83/ "Investors tend to focus on the most basic forces, but there are dozens of factors, perhaps whole dimensions of them, that are missed. Renaissance is aware of more of the forces that matter, along with overlooked mathematical relationships, than most anyone else." (p. 316)

84/ "Narratives investors latch on to to explain price moves are quaint, even dangerous, b/c they breed misplaced confidence that an investment can be adequately understood and divined. If it were up to Berlekamp, stocks would have numbers attached to them, not names." (p. 317)
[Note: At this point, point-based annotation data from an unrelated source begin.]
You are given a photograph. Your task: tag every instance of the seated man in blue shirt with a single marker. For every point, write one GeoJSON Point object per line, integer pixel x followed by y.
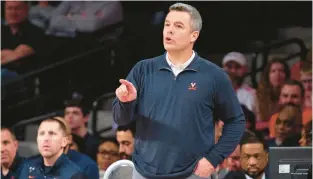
{"type": "Point", "coordinates": [52, 141]}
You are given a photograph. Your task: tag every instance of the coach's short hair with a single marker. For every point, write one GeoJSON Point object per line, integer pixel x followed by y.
{"type": "Point", "coordinates": [196, 20]}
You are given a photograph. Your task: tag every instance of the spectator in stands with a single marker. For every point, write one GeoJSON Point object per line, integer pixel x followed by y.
{"type": "Point", "coordinates": [232, 162]}
{"type": "Point", "coordinates": [273, 77]}
{"type": "Point", "coordinates": [19, 37]}
{"type": "Point", "coordinates": [107, 154]}
{"type": "Point", "coordinates": [292, 92]}
{"type": "Point", "coordinates": [11, 162]}
{"type": "Point", "coordinates": [296, 68]}
{"type": "Point", "coordinates": [306, 80]}
{"type": "Point", "coordinates": [306, 135]}
{"type": "Point", "coordinates": [253, 159]}
{"type": "Point", "coordinates": [86, 164]}
{"type": "Point", "coordinates": [218, 129]}
{"type": "Point", "coordinates": [40, 14]}
{"type": "Point", "coordinates": [288, 124]}
{"type": "Point", "coordinates": [77, 143]}
{"type": "Point", "coordinates": [52, 140]}
{"type": "Point", "coordinates": [125, 136]}
{"type": "Point", "coordinates": [76, 115]}
{"type": "Point", "coordinates": [71, 17]}
{"type": "Point", "coordinates": [235, 64]}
85/ "I don't deny that earnings reports and other business news surely move markets. The problem is that so many investors focus so much on these types of news that nearly all of their results cluster very near their average." (p. 317)

87/ 100%. So much can be gleaned from reading about Medallion. One takeaway (among many) is that in many ways it pays to be small and trade stuff that funds don't touch because of liquidity - otherwise you need to trade an edge that isn't going away based on crowding.

88/ Lessons I took away from the book: * These guys are way smarter than I will ever be. * The strategies they openly discuss (stat arb, trend following, volatility targeting) are well-known but *not* widely applied by most investors, esp. your neighborhood financial advisor.

89/ * These guys can trade short-term because (1) they minimize transaction costs, and (2) they are trading against the behavioral problems of you, me, and your neighborhood financial advisor. * If we want edge, we need to trade longer-term than Medallion (trend, value, etc.).